Luna is "close to" launching two packaged QR-related software products: a tailored application for real estate and a more generic advertising application based on the tried-and-true Japanese model.

It's pretty hard to avoid the advertising angle with mobile QR (and other visual) codes, but some marketers are at least coming up with innovative ways to use the technology.

For example, Dentsu Canada, an ad agency in Toronto, came up with a novel contest-related campaign for Vespa, the Italian scooter manufacturer. (Dentsu's Japanese parent, it's interesting to note, is credited with pioneering the use of QR codes for advertising in Japan.)

The firm plastered downtown Toronto streets last summer with pop-art posters showing an outline image of the iconic scooters, a QR code and the bold message, 'Scan me.' When consumers scanned the codes with their phone cameras, a message automatically popped up on their screen telling them whether they had won a prize. (The posters also directed them to a URL where they could download the reader software if they didn't already have it.)

A spokesperson for Canadian Scooter Corp., Vespa's distributor, told us the campaign was very local and short-lived but "quite successful.
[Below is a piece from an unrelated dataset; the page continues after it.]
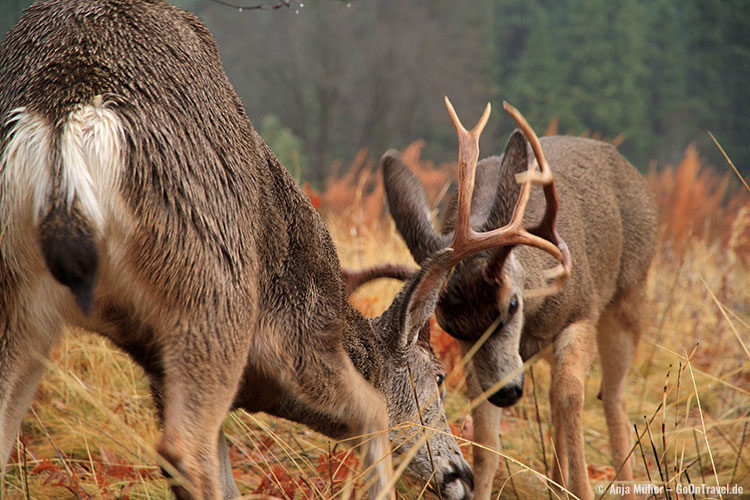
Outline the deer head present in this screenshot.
[381,99,571,406]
We were happy with the results and would definitely be open to doing something similar in the future. However, we don't currently have another QR campaign planned."

All of which, ultimately, tells us nothing about the future of mobile visual code reading in North America. The technology works and consumers who have used it seem to like it. It's also clear it has a multitude of possible uses - albeit with advertising-related applications cropping up more than any other.

But is that enough to guarantee the technology will be embraced by consumers, carriers, device manufacturers - advertisers? We'll see.